Adenoviral-mediated transgene delivery has been combined with both chemotherapy and radiotherapy in a number of studies and have been shown to be synergistic, either as a sensitizing agent or indeed as a means of enhancing transgene expression, both of which are useful in the treatment of cancers (Zeng et al, 1997; Seidman et al, 2001; Li et al, 2002). The combination of the two agents is thought to be beneficial in a number of ways, one of which is to reduce the dose of either the chemotherapeutic agent or of radiotherapy. This will, undoubtedly, be of benefit in reducing toxicity to patients. It is also known that ionising radiation improves transfection/transduction efficiency and transgene integration (Zeng et al, 1997). Gene therapy and radiation therapy target best at different parts of the cell cycle, that is, gene therapy requires the ‘S’ phase of the cell cycle while ‘M’ and ‘G2’ phases are most radiosensitive (Simons and Marshall, 1998). Phosphorylated prodrugs such as ganciclovir, acyclovir or valacyclovir are incorporated into the newly synthesised DNA causing termination of DNA synthesis and, thus, cell death. This may increase the DNA susceptibility to radiation damage. Also, by incorporation into the DNA, phosphorylated prodrugs may interfere with repair of radiation-induced DNA damage.

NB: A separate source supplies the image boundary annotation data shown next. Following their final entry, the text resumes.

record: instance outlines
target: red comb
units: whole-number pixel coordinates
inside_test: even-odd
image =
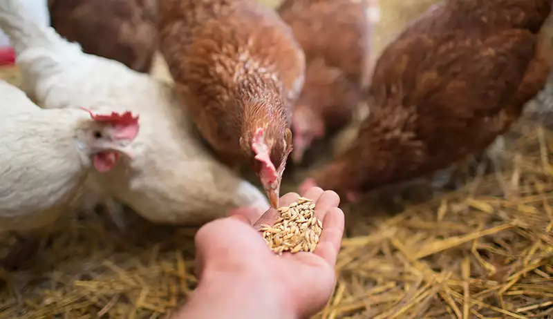
[[[278,178],[279,175],[276,173],[274,164],[272,164],[269,157],[269,148],[265,142],[263,128],[259,128],[256,130],[254,137],[252,139],[252,149],[256,154],[254,158],[263,164],[261,175],[270,183]]]
[[[120,125],[131,125],[131,124],[136,124],[137,123],[138,123],[138,115],[133,117],[133,113],[129,111],[126,111],[123,114],[118,113],[117,112],[112,112],[111,114],[110,114],[109,115],[106,115],[101,114],[94,114],[93,111],[83,106],[81,106],[81,108],[90,113],[92,119],[95,121],[104,122],[112,123],[113,124],[120,124]]]
[[[8,47],[0,48],[0,66],[11,66],[15,63],[15,50]]]

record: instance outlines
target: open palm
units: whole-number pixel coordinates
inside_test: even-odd
[[[231,217],[212,222],[196,235],[197,267],[219,272],[243,273],[259,276],[260,284],[281,287],[287,307],[301,317],[315,314],[328,300],[335,284],[334,267],[344,233],[344,213],[337,208],[339,197],[318,187],[303,197],[316,204],[315,216],[323,221],[323,231],[315,251],[277,255],[268,247],[258,229],[272,225],[275,209],[260,213],[247,209],[235,210]],[[281,206],[297,200],[295,193],[281,198]]]

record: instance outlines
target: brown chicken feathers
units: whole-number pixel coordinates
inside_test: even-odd
[[[48,0],[52,26],[83,50],[149,71],[157,48],[158,0]]]
[[[253,1],[160,4],[160,50],[183,105],[221,159],[250,164],[276,206],[305,72],[290,27]]]
[[[550,0],[449,0],[383,52],[371,113],[315,182],[341,194],[421,177],[483,151],[543,87]]]
[[[299,162],[315,139],[344,127],[361,98],[369,72],[373,21],[366,1],[285,0],[279,14],[306,54],[306,80],[292,116]]]

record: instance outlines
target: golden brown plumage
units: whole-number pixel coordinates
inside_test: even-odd
[[[52,26],[86,53],[149,71],[157,48],[158,0],[48,0]]]
[[[290,28],[249,0],[161,0],[160,50],[198,130],[221,158],[249,164],[273,206],[292,150],[305,57]]]
[[[366,0],[285,0],[278,9],[301,45],[307,66],[292,117],[294,162],[314,139],[351,119],[369,72],[370,9]]]
[[[551,51],[538,31],[550,11],[550,0],[434,7],[384,50],[371,114],[315,182],[341,194],[366,191],[484,151],[546,81]]]

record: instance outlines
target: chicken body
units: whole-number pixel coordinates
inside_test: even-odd
[[[268,203],[251,184],[209,156],[171,88],[122,64],[83,53],[54,29],[33,22],[17,0],[0,3],[0,28],[10,37],[18,65],[43,107],[105,107],[140,114],[132,160],[87,186],[100,188],[145,218],[160,223],[203,222],[230,209]]]
[[[160,51],[219,157],[249,164],[273,206],[292,151],[305,57],[290,28],[250,0],[161,0]]]
[[[352,118],[364,79],[375,22],[376,1],[286,0],[278,9],[306,55],[306,73],[292,115],[292,159],[301,161],[315,139],[335,131]]]
[[[48,0],[51,25],[84,52],[147,72],[157,48],[158,0]]]
[[[102,122],[79,109],[42,110],[3,81],[0,96],[0,233],[19,235],[2,266],[12,269],[62,214],[74,211],[88,173],[108,171],[120,153],[128,155],[138,124]]]
[[[448,0],[383,52],[357,139],[315,182],[345,194],[483,151],[543,87],[549,0]]]
[[[0,231],[44,226],[84,184],[95,154],[120,143],[122,150],[124,141],[109,139],[112,125],[95,123],[84,110],[41,110],[4,81],[0,95]]]

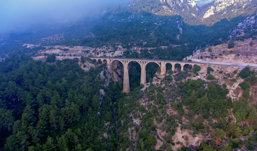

It is thought that radiation may also enhance the ‘bystander effect’ of gene therapy. This maybe due to the release of products from the radiation-damaged cells and the efficient uptake and presentation of tumour antigens by immune effector cells attracting immunocytes and mediating an antitumour response (Teh et al, 2002).

In summary, we presented evidence for clinical significant FGFR4 overexpression in prostate cancer, and further validated the potential of targeting the FGFR system for treatment in conjunction with current available modalities.